Padre Maurizio Bezzi, missionario del Pime, è in Camerun da quasi trent’anni. Da venticinque si dedica agli mboko, i ragazzi di strada della capitale Yaoundé, e dal 2002 dirige il Centro diurno Edimar, dove si prende cura di centinaia di ragazzi che vivono alla giornata.

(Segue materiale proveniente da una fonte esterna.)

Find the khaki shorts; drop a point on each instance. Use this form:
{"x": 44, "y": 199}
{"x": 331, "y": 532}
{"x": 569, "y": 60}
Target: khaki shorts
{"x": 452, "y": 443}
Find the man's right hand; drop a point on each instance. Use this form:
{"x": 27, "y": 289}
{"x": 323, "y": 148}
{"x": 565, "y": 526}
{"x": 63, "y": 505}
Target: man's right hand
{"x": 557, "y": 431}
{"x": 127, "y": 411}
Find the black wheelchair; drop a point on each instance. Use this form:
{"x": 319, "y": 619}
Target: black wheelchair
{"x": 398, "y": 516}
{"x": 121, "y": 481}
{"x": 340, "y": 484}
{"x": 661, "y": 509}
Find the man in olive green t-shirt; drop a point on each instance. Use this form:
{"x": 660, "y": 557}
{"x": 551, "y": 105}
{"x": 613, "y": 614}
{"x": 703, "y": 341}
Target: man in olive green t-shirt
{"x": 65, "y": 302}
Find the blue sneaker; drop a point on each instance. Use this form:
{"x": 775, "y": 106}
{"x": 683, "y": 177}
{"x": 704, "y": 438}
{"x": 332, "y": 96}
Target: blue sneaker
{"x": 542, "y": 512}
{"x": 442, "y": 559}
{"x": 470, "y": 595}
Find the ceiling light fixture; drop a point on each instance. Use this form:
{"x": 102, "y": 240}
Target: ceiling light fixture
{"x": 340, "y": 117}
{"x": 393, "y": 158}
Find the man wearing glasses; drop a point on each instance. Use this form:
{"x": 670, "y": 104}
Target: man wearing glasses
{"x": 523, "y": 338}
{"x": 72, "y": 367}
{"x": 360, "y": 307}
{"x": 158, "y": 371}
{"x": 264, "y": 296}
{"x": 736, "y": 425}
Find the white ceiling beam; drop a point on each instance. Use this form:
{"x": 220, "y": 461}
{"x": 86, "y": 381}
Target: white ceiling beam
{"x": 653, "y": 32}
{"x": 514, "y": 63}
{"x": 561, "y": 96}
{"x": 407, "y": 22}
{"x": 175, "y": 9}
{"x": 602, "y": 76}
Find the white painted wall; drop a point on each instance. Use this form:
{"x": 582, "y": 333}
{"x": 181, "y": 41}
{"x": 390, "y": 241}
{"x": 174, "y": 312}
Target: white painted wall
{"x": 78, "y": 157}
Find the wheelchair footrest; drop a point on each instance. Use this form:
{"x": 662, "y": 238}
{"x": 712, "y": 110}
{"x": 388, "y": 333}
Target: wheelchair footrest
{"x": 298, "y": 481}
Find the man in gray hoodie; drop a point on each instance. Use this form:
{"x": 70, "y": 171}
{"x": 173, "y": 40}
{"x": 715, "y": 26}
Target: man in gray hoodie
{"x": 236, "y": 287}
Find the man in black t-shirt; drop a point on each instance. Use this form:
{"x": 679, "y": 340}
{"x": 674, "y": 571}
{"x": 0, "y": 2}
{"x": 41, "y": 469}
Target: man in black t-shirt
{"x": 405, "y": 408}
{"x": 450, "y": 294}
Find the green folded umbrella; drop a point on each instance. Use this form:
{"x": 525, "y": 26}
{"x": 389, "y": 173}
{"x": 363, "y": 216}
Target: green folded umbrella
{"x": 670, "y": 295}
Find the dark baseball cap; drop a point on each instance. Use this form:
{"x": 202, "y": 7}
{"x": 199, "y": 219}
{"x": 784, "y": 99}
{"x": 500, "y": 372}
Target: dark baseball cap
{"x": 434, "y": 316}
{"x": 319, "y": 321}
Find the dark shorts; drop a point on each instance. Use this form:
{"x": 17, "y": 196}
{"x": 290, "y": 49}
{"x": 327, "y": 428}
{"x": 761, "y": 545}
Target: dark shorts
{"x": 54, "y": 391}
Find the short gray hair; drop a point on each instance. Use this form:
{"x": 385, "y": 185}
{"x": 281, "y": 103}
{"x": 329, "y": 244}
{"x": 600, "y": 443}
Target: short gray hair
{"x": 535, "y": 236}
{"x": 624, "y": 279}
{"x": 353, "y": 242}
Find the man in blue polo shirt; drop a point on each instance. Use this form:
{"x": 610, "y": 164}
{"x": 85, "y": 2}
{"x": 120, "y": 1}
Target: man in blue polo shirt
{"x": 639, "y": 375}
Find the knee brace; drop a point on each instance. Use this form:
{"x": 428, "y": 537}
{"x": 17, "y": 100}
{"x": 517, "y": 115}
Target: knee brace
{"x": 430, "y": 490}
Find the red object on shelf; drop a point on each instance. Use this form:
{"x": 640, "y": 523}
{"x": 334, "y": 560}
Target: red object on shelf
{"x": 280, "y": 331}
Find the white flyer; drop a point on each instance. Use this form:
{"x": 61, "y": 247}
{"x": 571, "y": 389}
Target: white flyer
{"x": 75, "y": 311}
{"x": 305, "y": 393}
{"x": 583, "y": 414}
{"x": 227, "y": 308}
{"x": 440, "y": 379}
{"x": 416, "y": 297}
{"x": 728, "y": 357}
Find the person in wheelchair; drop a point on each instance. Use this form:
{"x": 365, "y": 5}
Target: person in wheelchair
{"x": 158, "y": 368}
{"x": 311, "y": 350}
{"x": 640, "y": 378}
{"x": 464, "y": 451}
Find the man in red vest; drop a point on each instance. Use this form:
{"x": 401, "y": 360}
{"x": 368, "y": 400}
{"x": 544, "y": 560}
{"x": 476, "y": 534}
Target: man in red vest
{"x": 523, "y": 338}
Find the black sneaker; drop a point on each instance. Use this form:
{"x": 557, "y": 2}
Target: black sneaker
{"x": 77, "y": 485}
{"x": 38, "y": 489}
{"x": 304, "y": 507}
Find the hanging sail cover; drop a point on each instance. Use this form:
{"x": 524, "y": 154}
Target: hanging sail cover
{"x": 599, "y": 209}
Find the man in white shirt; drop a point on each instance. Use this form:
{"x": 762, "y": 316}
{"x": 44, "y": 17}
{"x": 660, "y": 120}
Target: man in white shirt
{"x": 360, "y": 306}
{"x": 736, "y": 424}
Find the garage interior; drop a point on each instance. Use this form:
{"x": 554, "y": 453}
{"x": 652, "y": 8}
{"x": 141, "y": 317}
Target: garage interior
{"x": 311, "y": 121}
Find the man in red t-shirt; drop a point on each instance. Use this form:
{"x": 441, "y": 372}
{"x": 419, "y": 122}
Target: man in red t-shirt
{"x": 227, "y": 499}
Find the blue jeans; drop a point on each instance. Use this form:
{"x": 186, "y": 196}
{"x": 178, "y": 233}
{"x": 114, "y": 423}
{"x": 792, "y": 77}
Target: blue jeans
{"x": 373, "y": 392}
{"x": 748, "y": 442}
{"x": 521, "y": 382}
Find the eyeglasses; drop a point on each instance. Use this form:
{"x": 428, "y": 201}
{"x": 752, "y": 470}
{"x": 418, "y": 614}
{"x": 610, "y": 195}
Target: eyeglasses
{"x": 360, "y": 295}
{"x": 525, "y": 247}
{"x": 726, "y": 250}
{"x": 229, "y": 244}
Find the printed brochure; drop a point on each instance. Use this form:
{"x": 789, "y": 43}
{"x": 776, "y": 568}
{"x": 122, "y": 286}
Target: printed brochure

Qualche giorno fa rileggevo il testo del volantone di Natale di Cl del 1995: «Nulla è così commovente come il fatto che Dio si sia fatto uomo per accompagnare con discrezione, con tenerezza e potenza il cammino faticoso di ognuno alla ricerca del proprio volto umano» (Luigi Giussani). Guardando la vita di quest’anno al Centro Edimar-Princesse Grâce, queste parole assumono una rilevanza particolare. È proprio così: c’è una mano provvidenziale che accompagna il faticoso cammino di ognuno.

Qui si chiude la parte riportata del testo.